The question lingered long after tear gas cleared: Have we advanced, or are we still fighting the same battles?

5. Reconstitution of IEBC — Resetting the Referee
After months of uncertainty and court battles, July finally brought clarity. President William Ruto appointed Erastus Ethekon as IEBC chair alongside six commissioners, rebooting an electoral body that had been dormant since early 2024.
Sworn in at the Supreme Court, the new commission inherited a poisoned chalice: restoring public trust ahead of future elections. Whether IEBC 2.0 succeeds will shape Kenya’s political stability for years to come.

6. CHAN 2025 — Football, Flags, and Fleeting Glory
Amid the turmoil, football offered rare unity.
Kenya, Uganda, and Tanzania jointly hosted the African Nations Championship (CHAN). Harambee Stars dazzled at home, topping their group unbeaten before falling heartbreakingly to Madagascar on penalties in the quarter-finals.
Morocco eventually lifted the trophy at a roaring Kasarani Stadium, but Kenya won something subtler: belief that continental football nights can still bring a fractured nation together.

7. Pope Francis’ Death — A World Mourns
April 21 brought global mourning. Pope Francis, the reformist pontiff who championed the poor, migrants, and climate justice, died at 88.
World leaders gathered in Rome. Kenya was represented. History followed swiftly: Cardinal Robert Prevost became Pope Leo XIV, the first American pontiff—a theological and geopolitical milestone.

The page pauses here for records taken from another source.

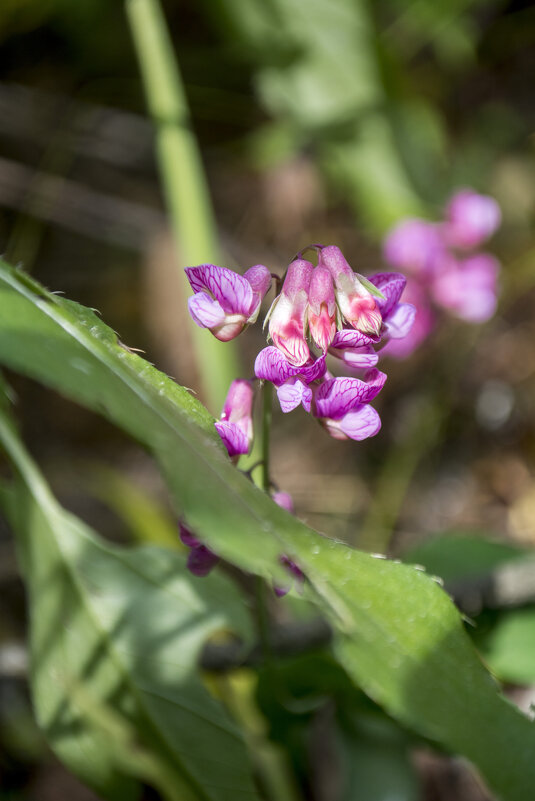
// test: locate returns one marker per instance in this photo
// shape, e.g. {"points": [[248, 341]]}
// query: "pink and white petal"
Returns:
{"points": [[337, 396], [391, 285], [270, 365], [351, 338], [401, 320], [362, 358], [293, 394], [207, 313], [234, 438], [361, 423], [232, 290], [311, 372]]}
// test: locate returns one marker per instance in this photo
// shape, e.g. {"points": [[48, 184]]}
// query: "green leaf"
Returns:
{"points": [[397, 633], [509, 647], [123, 627]]}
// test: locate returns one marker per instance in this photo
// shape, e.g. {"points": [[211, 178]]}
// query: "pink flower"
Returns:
{"points": [[288, 314], [341, 404], [414, 245], [321, 308], [471, 219], [236, 424], [354, 294], [224, 301], [468, 288], [423, 323]]}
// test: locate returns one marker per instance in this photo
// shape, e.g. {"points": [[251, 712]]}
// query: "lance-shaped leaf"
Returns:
{"points": [[120, 629], [397, 633]]}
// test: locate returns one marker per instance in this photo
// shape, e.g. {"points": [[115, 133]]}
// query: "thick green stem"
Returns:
{"points": [[187, 194]]}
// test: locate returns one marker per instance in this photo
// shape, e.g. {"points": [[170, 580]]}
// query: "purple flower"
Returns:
{"points": [[414, 245], [354, 349], [341, 404], [468, 288], [398, 318], [291, 381], [224, 301], [236, 424], [471, 219], [321, 308], [353, 292], [288, 314], [423, 323], [284, 500], [201, 560]]}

8. Raila Odinga’s Death — The Final Goodbye
October 15 stopped Kenya in its tracks.
Raila Odinga, opposition titan, reform icon, and perpetual challenger, died aged 80 in Kochi, India. His body returned to a hero’s welcome. Kasarani overflowed. Nyayo Stadium stood still. Bondo wept.
With Raila’s burial at Kang’o Ka Jaramogi, an era ended. The man who had shaped Kenya’s politics for over four decades exited the stage—leaving a vacuum no single figure could fill.

Beyond Kenya: A Restless World
Globally, 2025 felt like history on fast-forward:
Donald Trump returned to the White House, becoming the oldest and only U.S. president to serve nonconsecutive terms.
Gen Z protests toppled Nepal’s prime minister.
Israel-Hamas and Israel-Iran conflicts teetered between war and ceasefire.
Japan and Namibia inaugurated their first female leaders.
A commercial spacecraft landed on the Moon.
A colossal squid was filmed alive for the first time.

AI leapt forward with ChatGPT-5, blurring lines between human and machine intelligence.

Pop culture refused to be left behind: Beyoncé finally won Album of the Year, Taylor Swift got engaged, BTS reunited, and the Oscars crowned Anora as best picture.

And death, relentless as ever, claimed icons—from Pope Francis to Jane Goodall and Robert Redford.

2025 was not a year you simply lived through. It tested institutions, exposed fault lines, celebrated firsts, and buried giants.

It reminded Kenyans that democracy demands vigilance, justice demands persistence, and history never pauses for comfort. As 2026 dawns, the lessons of 2025 loom large—unresolved, unforgettable, and un-ignorable.

If the future is shaped by memory, then 2025 will echo for a long time to come.